31 december ⸺
Vanochtend – of het was eigenlijk al middag – had ik het overweldigende gevoel weer te moeten schrijven. Of ik het ook zal delen? Dat dacht ik wel, maar momenteel weet ik ’t niet zeker. Misschien moet ik mijn laptop er weer bij pakken, zoals toen, eind 2017. Ik schreef veel, alles. Maar met de hand schrijven is beter – dat wel. Zou ’t beiden kunnen? Ik moet hoe dan ook eruit krijgen wat erin zit. Voordat ik wat deel, kan ik natuurlijk gerust dingen schrappen. Te persoonlijke dingen.

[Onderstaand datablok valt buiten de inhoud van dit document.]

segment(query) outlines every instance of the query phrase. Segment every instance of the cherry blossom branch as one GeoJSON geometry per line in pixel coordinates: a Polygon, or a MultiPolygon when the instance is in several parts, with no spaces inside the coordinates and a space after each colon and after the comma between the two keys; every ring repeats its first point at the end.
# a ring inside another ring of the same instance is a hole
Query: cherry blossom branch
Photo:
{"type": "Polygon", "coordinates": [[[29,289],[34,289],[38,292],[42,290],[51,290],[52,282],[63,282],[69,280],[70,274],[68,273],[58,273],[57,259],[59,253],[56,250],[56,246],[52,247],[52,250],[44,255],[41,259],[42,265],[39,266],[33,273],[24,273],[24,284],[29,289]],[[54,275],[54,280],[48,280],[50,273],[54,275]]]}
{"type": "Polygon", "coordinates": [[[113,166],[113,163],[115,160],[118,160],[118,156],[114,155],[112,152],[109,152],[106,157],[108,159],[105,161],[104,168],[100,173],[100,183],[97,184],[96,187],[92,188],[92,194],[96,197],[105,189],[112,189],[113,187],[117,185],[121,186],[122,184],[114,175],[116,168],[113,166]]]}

Vandaag is Oudjaarsdag. Ik wil net doen alsof het niets bijzonders is. Vanavond na de dienst mee naar Oene, daar rond tien uur weer weggaan en thuis even schrijven en dan naar bed. Morgen wakker worden op de eerste dag van een week, op de eerste dag van een maand – januari, mijn verjaardagsmaand –, op de eerste dag van een jaar. Ik verlang terug naar de traditie van vroeger, toen we op Nieuwjaarsdag allemaal een boek kregen. Dat maakte 1 januari tot een bijzondere dag met een ontbijt waar ik naar uitkeek.
Die traditie is gestopt. Ik vraag me zelfs af of mijn zes jaar jongere zusje het zich herinnert. Mijn herinnering is misschien wel zo’n 15 jaar oud. Ik weet niet meer of het in de tussentijd nog eens gebeurde.
Een uur later ⸺
Zo. Geen idee of mijn ouders nog een verrassing in petto hebben wat betreft deze teloorgegane traditie, maar ik wel. Tot donderdagavond, m’n verjaardagsmaal!
‘Elke dag is het einde van een jaar en een nieuw begin’. Elke dag terugkijken en elke dag ontvangen. Een nieuw jaartal kan voelen als een schone lei die voor ons ligt: een heel nieuw jaar. Maar de tijd heeft geen aanwijsbaar eind. Het begin en eind van je leven, dát is wat telt.
Ach. Misschien ben ik simpelweg niet zo’n fan van Oud en Nieuw doordat ik er vlakbij jarig ben. En zie ik mijn verjaardag als monumentaler dan onze gemeenschappelijke jaarwisseling.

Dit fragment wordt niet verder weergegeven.